Since the passing of Legal Deposit legislation in April of 2013 the UK Web Archive has been generating screenshots of the front-pages of each visited website. The manner in which we chose to store these has changed over the course of our activities, from simple JPEG files on disk (a silly idea) to HAR-based records with WARC metadata records (hopefully a less silly idea). What follows is our reasoning behind these choices.
What not to do
When Legal Deposit legislation passed in April of 2013 we were experimenting with the asynchronous rendering of web pages in a headless browser (specifically PhantomJS) to avoid some of the limitations we’d encountered with our crawler software. While doing so it occurred to us that if we were taking the time to actually render a page in a browser, why not generate and store screenshots?
As we had no particular use-case in mind they were simply stored in a flat file system, the filename being the Epoch time at which they were rendered, e.g:
There’s an obvious flaw here: the complete lack of any detail as to the provenance of the image. Unfortunately that wasn’t quite obvious enough and after approximately 15 weeks and 1,118,904 screenshots we changed the naming scheme to something more useful, e.g:
The above now includes the encoded URL and the epoch timestamp. This was again changed one final time, replacing the epoch timestamp with a human-readable version, e.g:
Despite a more sensible naming convention we were still left with a large number of files sitting in a directory on disk which could not be stored along with our crawled content and as a consequence of this, could not be accessed by normal channels.
A bit better?
A simple solution was to store the images in WARC files (ISO 28500—the current de facto storage format for web archives). We could then permanently archive them alongside our regular web content and access them in a similar fashion. However, the WARC format is designed specifically for storing web content, i.e. a resource referenced by a URL. Our screenshots, unfortunately, didn’t really fit this pattern. Each represented the Webkit rendering of a web page, actually likely to be the result of any number of web resources, not just the single HTML page referenced by the site’s root URL. We therefore did what anyone does when faced with a conundrum of sufficient brevity: we took to Twitter.
The WARC format contains several types of record which we potentially could have used: response, resource, conversion and metadata. The resource and response record types are intended to store the “output of a URI-addressable service” (thanks, @gojomo).
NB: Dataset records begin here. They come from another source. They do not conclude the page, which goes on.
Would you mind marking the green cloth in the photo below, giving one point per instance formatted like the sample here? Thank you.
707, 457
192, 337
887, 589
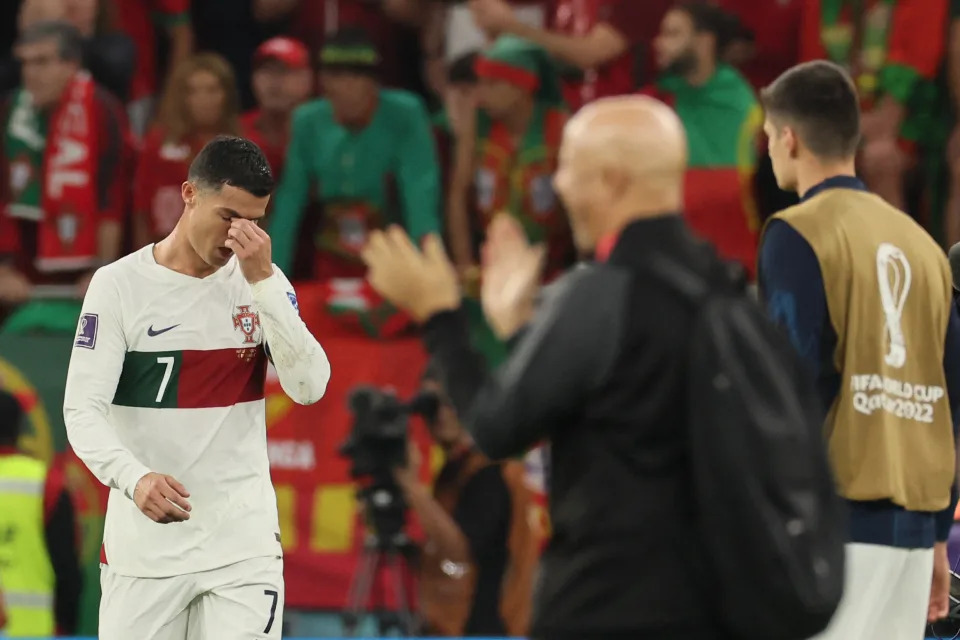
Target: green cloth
347, 165
44, 316
721, 118
880, 77
24, 148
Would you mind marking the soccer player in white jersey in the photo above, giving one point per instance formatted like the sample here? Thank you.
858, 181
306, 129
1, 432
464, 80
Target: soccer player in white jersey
165, 404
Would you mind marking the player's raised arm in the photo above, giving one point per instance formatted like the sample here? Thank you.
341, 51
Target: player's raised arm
301, 363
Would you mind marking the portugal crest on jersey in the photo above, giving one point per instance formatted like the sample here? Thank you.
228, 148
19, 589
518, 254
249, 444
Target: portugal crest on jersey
248, 322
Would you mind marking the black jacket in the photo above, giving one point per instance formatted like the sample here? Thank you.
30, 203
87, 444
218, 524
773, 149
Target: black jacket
600, 373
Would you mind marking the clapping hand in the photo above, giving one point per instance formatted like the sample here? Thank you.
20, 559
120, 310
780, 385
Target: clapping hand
493, 16
421, 283
511, 276
252, 246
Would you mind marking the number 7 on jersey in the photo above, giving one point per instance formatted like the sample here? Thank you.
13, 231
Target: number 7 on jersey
168, 361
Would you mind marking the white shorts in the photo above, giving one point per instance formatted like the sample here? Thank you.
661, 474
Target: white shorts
242, 601
886, 594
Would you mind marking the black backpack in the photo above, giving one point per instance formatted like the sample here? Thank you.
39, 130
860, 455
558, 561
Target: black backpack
771, 523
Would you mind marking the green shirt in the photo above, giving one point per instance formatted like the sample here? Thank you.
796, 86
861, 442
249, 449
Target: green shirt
356, 167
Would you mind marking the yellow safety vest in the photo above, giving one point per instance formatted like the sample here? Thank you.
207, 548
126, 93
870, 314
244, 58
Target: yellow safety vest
25, 569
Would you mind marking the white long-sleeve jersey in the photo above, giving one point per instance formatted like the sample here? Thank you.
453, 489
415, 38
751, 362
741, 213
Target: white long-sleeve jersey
167, 375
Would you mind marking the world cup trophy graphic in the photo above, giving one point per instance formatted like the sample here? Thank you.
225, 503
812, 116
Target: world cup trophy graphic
893, 274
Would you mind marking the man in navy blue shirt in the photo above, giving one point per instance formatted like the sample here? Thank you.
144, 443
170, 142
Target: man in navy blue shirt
845, 260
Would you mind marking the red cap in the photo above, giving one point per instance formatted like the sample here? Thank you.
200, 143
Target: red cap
287, 50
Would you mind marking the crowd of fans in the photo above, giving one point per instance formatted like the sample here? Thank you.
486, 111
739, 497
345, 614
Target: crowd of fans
432, 114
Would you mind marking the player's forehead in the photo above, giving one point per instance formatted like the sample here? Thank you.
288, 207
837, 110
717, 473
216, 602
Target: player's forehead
236, 201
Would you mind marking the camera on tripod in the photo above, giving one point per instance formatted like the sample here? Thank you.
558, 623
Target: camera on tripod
376, 446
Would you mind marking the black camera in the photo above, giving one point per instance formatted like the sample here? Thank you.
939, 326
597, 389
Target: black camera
376, 445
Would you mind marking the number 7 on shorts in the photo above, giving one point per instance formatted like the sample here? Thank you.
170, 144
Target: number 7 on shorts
273, 608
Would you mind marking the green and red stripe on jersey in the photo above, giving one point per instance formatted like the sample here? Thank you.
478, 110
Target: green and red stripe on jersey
192, 379
722, 120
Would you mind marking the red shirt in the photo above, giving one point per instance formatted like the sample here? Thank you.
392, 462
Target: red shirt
776, 28
136, 18
310, 27
162, 168
276, 152
637, 21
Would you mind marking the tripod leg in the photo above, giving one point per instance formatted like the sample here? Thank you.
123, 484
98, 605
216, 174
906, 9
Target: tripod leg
358, 597
407, 621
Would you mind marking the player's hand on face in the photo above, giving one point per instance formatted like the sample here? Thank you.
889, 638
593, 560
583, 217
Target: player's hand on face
939, 605
162, 499
421, 283
251, 244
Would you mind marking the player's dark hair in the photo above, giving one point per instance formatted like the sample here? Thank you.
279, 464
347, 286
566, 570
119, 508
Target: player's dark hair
819, 101
11, 416
68, 37
228, 160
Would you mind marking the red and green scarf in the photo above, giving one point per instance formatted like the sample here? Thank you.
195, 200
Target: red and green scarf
52, 174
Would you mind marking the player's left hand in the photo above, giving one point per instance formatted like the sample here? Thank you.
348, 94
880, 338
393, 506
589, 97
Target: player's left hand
251, 244
940, 589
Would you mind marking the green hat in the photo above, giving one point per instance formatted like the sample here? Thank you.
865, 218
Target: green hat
351, 50
521, 63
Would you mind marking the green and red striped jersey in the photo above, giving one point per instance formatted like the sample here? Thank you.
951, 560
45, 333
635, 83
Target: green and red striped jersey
723, 120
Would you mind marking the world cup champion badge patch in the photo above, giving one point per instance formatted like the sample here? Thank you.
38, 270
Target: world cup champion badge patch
248, 322
87, 331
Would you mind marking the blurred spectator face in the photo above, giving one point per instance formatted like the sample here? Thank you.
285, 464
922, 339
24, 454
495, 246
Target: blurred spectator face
45, 74
579, 183
498, 97
352, 95
675, 46
279, 88
782, 147
82, 14
209, 215
446, 429
206, 99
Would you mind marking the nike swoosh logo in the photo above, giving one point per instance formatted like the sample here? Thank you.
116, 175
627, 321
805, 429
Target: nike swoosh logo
152, 333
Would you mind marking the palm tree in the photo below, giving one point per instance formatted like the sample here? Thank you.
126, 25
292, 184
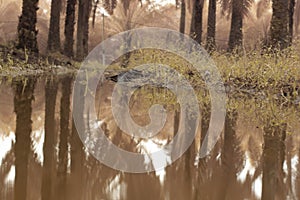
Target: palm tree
238, 10
279, 30
54, 30
196, 22
69, 28
211, 26
182, 17
292, 4
84, 9
27, 33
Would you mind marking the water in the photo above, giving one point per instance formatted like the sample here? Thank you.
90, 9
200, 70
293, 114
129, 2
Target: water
42, 157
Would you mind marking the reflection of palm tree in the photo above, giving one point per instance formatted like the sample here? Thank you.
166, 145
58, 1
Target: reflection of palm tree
23, 109
63, 137
273, 158
49, 144
231, 158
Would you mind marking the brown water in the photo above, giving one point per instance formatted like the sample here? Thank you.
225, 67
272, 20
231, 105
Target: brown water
42, 157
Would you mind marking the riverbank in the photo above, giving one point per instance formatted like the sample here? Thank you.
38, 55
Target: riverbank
15, 63
251, 74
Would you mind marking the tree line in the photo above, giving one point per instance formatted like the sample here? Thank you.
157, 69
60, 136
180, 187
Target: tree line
79, 12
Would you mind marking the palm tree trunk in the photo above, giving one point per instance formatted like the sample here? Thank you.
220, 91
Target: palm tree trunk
182, 17
84, 9
211, 26
292, 4
27, 33
54, 30
23, 109
279, 25
196, 22
236, 29
69, 28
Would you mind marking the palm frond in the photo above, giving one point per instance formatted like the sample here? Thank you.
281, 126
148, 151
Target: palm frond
261, 7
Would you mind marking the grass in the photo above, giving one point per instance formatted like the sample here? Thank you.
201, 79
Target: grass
15, 62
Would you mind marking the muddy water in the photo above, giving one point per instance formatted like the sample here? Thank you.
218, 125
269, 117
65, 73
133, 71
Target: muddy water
42, 157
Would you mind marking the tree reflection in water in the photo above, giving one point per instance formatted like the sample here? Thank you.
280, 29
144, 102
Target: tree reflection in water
246, 163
Although our screenshots are actually rendered using a webservice, the URI used to generate them would not necessarily correspond to that of the original site, thus losing the relationship between the site and the image. We could have used a further metadata record to tie the two together but others (thanks to @tef and @junklight) had already suggested that a metadata record might be the best location for the screenshots themselves. Bowing to conventional wisdom, we opted for this latter method.
As mentioned earlier, screenshots are actually rendered using a PhantomJS-based webservice —the same webservice used to extract links from the rendered page. It is at this point worth noting that when rendering a page and outputting details of all requests/responses made/received during said rendering, PhantomJS by default returns this information in HTTP Archive (HAR) format. Although not specifically a formal standard, HAR has become the almost de facto method for communicating HTTP transaction information (most browsers will export data about a page in this format).
Unfortunately, this is where the HAR format doesn't quite meet our needs. Rather than storing the content for a particular resource we need to store content for the rendered page—potentially the result of several resources and thus not suited to a response record.
Thankfully though, the HAR format does permit you to record information at a page level:
Given the above we decided to leverage the HAR format by combining elements from the content section of the response with those of the page. There were two things we realised we could store:
1. As initially desired, an image of the rendered page.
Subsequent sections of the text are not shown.